Up until a few weeks ago, I had to fully rebuild my website to update an article
or note. While this didn't take along after switching to Next.js,
it was a minor peeve. After searching through the Next.js docs, I came across a
concept known as Incremental Static Regeneration.
I opted to use on-demand revalidation, which uses an API route to trigger a revalidation
via the res.revalidate
function which takes the path of the route you want to update.
To get started, I created the API route at /api/revalidate
, then added a few checks
in line with the example. I implemented a HTTP method check to ensure that all requests
were POST
requests, and to ensure that all requests were authenticated against
a secret key I generated. The source code for the API route is available on GitHub.
After testing the revalidation route with Hoppscotch,
I embarked on the important part: automatically triggering revalidation. Since my
articles and notes are all stored in a GitHub repository,
I decided to use GitHub Actions configured with a push
event to the main
branch,
as well as a workflow_dispatch
trigger for testing.
Overview
I added four stages to the workflow: evaluation, compilation, merging, and revalidation.
The evaluation stage determines if any files that would warrant a revalidation have
been updated. These include all the Markdown files in the markdown
folder
or the contents.json
file,
also in the Markdown folder. The compilation stage has two substages: one for Markdown
files and one for the JSON file. These substages retrieve changes from the files,
then compile the paths needed to revalidate. The merge stage merges the output from
both compilation substages. And finally, the revalidation stage actually sends revalidation
requests to Vercel.
Implementation
Evaluation Stage
The evaluation stage is the simplest stage, because it simply generates a list of
files changed in the last commit. Both evaluation checks
use the git diff
command with two options,
--name-only
and --diff-filter=ACMRT
, to check for differences between the current
commit and the previous commit.
The first parameter
tells git diff
to only return the filenames that were changed, as opposed to the
line-level differences. The second parameter
filters the search for files by checking if they were added (A
), copied (C
),
modified (M
), renamed (R
), or had their type changed (T
). Then, the commands
use grep
to
filter the file extensions (.md$
and .json$
respectively). In the case of Markdown
files, an additional grep
command is in place to verify that all the files found
are in the markdown
folder: grep '^markdown/'
. Finally, xargs
compiles the returned files into a single line.
Compilation Stage
The compilation stage is the next stage, and is split into two substages.
Markdown Compilation
The first substage deals with Markdown files. It first
checks whether any of the Markdown files were changed by checking the evaluation
stage's output. If it does not contain any Markdown files, the substage outputs
[]
.
If there is a changed Markdown file, the substage starts by replacing the
spaces in the evaluation stage's output with new line characters via the tr
command. At this point, if the
Changing Google Docs' Default Styles
and Adding Wildcard Subdomain Support to macOS
articles were edited, the output would be the following.
markdown/articles/2022-04-19-changing-google-docs-default-styles.md
markdown/articles/2023-01-13-adding-wildcard-subdomain-support-macos.md
To convert this into a path, the markdown/
, date, and file extension have to go.
The workflow accomplishes this
by using sed
,
a stream editor "used to perform basic text transformations on an input stream
(a file or input from a pipeline)". By passing the -E
flag, sed
enables extended
regular expressions, a full description of which can be found in the documentation.
The output is now as follows.
articles/changing-google-docs-default-styles
articles/adding-wildcard-subdomain-support-macos
Two more steps remain before finishing the Markdown compilation.
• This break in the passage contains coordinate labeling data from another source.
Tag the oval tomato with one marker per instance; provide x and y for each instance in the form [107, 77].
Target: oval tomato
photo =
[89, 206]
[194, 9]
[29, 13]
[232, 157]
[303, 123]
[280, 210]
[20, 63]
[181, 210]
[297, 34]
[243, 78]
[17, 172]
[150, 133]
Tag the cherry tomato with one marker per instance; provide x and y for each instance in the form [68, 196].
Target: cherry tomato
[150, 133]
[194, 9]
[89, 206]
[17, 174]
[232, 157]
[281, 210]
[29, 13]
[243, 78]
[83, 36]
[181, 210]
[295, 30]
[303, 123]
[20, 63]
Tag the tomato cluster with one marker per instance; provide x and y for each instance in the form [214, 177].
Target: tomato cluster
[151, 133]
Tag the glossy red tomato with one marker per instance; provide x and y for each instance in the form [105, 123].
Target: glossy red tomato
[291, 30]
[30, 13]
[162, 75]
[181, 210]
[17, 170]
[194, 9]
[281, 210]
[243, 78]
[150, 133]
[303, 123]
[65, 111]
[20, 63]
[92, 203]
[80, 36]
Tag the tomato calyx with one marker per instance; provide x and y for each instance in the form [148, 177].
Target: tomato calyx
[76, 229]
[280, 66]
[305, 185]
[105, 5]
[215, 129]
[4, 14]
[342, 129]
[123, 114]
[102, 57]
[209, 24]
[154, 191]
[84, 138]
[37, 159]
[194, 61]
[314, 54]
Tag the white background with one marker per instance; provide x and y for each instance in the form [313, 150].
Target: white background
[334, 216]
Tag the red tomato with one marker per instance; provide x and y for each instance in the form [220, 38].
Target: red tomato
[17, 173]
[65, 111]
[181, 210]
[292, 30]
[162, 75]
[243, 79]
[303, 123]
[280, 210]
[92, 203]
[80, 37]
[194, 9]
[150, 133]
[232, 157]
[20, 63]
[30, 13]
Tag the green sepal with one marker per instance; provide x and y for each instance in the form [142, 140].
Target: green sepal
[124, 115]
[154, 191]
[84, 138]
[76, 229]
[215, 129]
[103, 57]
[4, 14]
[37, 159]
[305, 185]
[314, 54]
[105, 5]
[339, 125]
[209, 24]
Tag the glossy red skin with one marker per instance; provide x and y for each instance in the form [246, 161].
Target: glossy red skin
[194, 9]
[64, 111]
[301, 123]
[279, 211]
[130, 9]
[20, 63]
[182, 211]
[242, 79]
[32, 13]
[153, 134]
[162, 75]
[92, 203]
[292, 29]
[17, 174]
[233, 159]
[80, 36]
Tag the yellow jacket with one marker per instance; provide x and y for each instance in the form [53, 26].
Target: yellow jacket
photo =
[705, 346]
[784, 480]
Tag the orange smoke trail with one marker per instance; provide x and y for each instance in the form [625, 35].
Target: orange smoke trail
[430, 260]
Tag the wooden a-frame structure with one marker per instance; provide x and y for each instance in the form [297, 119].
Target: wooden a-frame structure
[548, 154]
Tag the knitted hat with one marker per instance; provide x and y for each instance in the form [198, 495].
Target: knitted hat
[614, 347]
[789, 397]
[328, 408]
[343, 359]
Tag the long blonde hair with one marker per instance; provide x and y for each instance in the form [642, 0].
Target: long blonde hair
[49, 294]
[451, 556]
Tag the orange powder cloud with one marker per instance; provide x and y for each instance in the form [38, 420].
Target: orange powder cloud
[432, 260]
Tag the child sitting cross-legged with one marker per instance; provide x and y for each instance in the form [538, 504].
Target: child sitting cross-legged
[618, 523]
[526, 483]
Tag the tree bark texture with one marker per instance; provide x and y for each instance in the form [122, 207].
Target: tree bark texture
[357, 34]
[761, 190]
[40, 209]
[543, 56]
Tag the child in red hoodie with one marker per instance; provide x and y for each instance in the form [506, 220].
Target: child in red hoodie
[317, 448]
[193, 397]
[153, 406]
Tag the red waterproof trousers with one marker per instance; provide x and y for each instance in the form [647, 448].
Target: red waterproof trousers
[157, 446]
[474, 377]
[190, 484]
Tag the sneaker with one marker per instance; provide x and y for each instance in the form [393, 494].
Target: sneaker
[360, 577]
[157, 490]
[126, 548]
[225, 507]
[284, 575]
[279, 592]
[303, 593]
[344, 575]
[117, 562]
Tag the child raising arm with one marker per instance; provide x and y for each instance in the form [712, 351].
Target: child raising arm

One of those steps
is to change articles
(the folder name) to article
(the path name), which the
workflow does through another sed
expression.
The last step is to convert the output to a JSON array. The workflow takes advantage
of GitHub Actions' included software,
specifically jq
, a self-described "sed
for
JSON data" to do this. It passes two flags:
-R
, which tells jq
to not parse the input as JSON, and the -c
, which minifies
the output. In addition to the two flags, the workflow also passes a filter:
'split(" ")'
, which jq
interprets as splitting the input on the spaces. The final output is the following.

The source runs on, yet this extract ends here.